THE Provincial Government of Negros Occidental is looking to increase the fair market value of properties in the province.
Second District Board Member Salvador Escalante Jr., chairman of Provincial Board committee on appropriations, budget, finance, ways and means, said the law stated that the local government should update the fair market value of properties – agricultural, urban and industrial – every three years.
The last time it was updated was in 2014, he said.
The proposed fair market assessment was tackled in a meeting Wednesday with the Provincial Assessor’s Office at the Vice Governor’s conference room.
Escalante said the target increase is about seven to eight percent.
The board member said the properties have many reclassifications, and that “the value of properties has increased by seven to eight percent.”
With the updated fair market value, the land tax is also expected to increase, he added.

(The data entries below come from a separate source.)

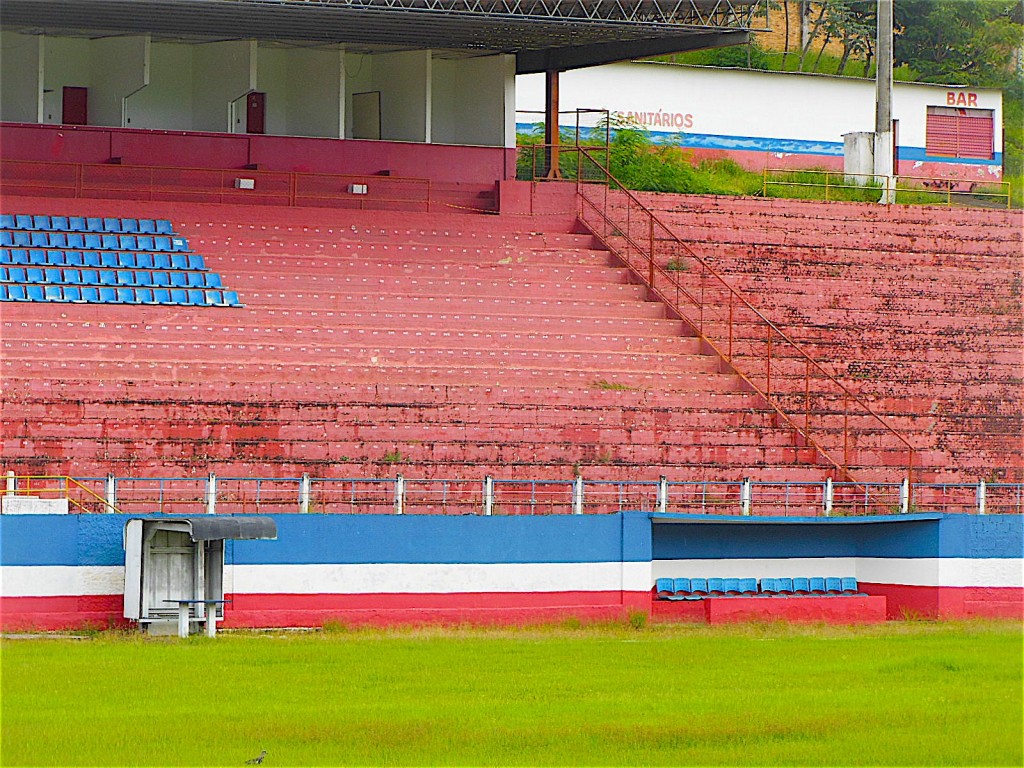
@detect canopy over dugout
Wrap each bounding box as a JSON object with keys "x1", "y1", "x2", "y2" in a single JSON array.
[{"x1": 1, "y1": 0, "x2": 769, "y2": 73}]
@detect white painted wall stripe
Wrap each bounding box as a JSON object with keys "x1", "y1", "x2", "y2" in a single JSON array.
[{"x1": 1, "y1": 566, "x2": 124, "y2": 597}]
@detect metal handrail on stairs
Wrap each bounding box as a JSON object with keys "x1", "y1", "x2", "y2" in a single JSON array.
[{"x1": 564, "y1": 146, "x2": 915, "y2": 486}]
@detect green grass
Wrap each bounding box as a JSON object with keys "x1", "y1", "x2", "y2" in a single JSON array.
[{"x1": 2, "y1": 621, "x2": 1021, "y2": 766}]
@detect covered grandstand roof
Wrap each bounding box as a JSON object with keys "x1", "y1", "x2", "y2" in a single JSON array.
[{"x1": 0, "y1": 0, "x2": 769, "y2": 73}]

“There are many subdivisions and plenty of developers who are buying properties here in Negros. And one of the basis of choosing the property is the fair market value, which is based on the tax ordinance of the province,” Escalante explained.
He added: “So if the fair market value is lower, you can’t demand a better price as the buyer looks into the fair market value as basis.”
Escalante said they are looking to hold the public hearing on the first week of October.
He said they are expecting to implement the updated fair market value by January next year.
On the property acquired by the provincial government in Hinobaan town for the proposed industrial zone supposedly covered by the Comprehensive Agrarian Reform Program (Carp), Escalante said the municipal government has a resolution reclassifying the land into industrial zone which is now pending at the Provincial Board.
He said the measure is for the concurrence of Provincial Board.
“We asked the assessor, and he explained that when you reclassify the land, you are actually helping the residents,” Escalante said.
Based on the fair market value, the best agricultural land is worth P400,000 per hectare, but if it’s industrial, it is worth P1,000 per square meter, he said.
“You are actually giving the owner a favor,” he added.
For his part, Vice Governor Eugenio Jose Lacson said he thinks that the Department of Agrarian Reform (DAR) and the provincial government are in talks on how to resolve the issue.
Provincial Agrarian Reform program officer II Lucrecia Taberna had earlier confirmed that the property is covered by the land reform program.
The Provincial Government had expropriated the property of the defunct Insular Lumber Company to make way for the construction of a Japanese shipbuilding facility.
Lacson said: “I understand the province is looking for a win-win solution. I hope we do find a win-win solution.”
The SP has not decided yet on what action to take regarding the review on the resolution of Hinobaan, the vice governor said.